Objective   This study was designed to explore the effects and mechanisms of raltitrexed on the growth of the human gastric cancer cell line (MGC-803) transplanted in nude mice.

  Methods   Models of MGC-803 xenograft transplanted in nude mice were established. Body weight, mental state, food, and stool of the nude mice were closely monitored, and the inhibitory action in the tumors was evaluated after drug intervention. Distribution and apoptosis of the tumor cells were examined through flow cytometric assay. P53 mRNA and protein expression levels were determined through reverse transcription-polymerase chain reaction and Western blot analysis. Changes among the three groups were compared.

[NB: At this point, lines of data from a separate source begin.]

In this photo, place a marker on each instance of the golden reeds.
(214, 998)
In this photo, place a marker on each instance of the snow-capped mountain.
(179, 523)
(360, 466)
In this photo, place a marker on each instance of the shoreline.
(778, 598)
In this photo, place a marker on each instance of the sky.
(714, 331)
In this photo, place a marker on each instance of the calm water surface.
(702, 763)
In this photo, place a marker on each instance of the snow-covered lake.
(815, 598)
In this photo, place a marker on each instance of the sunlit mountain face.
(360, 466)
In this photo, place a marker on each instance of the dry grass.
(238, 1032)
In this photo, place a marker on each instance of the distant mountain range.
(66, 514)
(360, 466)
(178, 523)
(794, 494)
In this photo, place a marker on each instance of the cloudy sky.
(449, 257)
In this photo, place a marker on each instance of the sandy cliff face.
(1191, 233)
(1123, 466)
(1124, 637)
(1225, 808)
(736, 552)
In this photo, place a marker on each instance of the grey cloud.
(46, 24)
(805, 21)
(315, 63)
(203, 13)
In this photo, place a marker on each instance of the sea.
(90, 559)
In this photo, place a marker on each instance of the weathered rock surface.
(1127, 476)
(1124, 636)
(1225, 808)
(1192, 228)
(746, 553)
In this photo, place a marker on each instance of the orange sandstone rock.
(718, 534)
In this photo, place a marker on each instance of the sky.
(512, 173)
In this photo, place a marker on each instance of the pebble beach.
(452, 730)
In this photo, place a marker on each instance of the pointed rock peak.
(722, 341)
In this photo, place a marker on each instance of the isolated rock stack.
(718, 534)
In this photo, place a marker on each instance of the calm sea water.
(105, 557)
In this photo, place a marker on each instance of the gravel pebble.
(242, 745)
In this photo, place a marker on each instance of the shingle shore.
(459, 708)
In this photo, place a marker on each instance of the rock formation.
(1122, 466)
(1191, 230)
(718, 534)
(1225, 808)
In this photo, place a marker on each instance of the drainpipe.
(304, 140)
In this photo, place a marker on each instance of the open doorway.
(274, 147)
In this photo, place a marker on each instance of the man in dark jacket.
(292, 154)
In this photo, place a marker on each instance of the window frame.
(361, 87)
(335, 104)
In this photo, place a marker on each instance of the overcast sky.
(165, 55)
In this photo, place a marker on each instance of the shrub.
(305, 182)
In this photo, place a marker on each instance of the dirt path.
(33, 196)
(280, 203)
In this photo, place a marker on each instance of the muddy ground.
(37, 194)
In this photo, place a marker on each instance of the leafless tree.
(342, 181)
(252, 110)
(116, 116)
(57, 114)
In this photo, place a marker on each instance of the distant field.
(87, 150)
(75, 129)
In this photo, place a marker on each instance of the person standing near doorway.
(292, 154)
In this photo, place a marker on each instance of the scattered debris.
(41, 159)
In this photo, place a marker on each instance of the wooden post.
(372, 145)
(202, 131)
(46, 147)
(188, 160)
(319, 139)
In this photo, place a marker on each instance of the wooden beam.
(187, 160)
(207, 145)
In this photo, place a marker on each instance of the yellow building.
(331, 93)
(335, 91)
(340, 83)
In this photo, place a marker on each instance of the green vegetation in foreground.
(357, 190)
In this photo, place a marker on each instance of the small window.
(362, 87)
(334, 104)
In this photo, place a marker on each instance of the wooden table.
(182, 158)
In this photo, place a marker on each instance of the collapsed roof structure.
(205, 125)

  Results   Body weights and tumor volumes of the nude mice were lower in the raltitrexed and 5-fluorouracil (5-Fu) groups than those in the control group. Tumor inhibition ratios were 49.02% and 45.75% in the raltitrexed and 5-Fu groups, respectively. In the G₀/G₁ stage, the number of cells decreased in the raltitrexed and 5-Fu groups. Significant differences were found between the experimental and control groups (P < 0.01). In the S stage, the number of cells increased in the raltitrexed and 5-Fu groups, with significant differences from the control group (P < 0.01). P53 mRNA and protein expression levels in the raltitrexed and 5-Fu groups were significantly higher than those in the control group (P < 0.01), but no significant differences were found between the raltitrexed and 5-Fu groups (P>0.05).

  Conclusion   Raltitrexed can inhibit the growth of MGC-803 xenograft transplanted in nude mice and shows inhibitory effect similar to that of 5-Fu. Raltitrexed can induce the S-phase block of the cell cycle and cell apoptosis in the MGC-803 xenografts in the nude mice. This drug may exhibit an antitumor effect by upregulating the p53 mRNA and protein expression levels.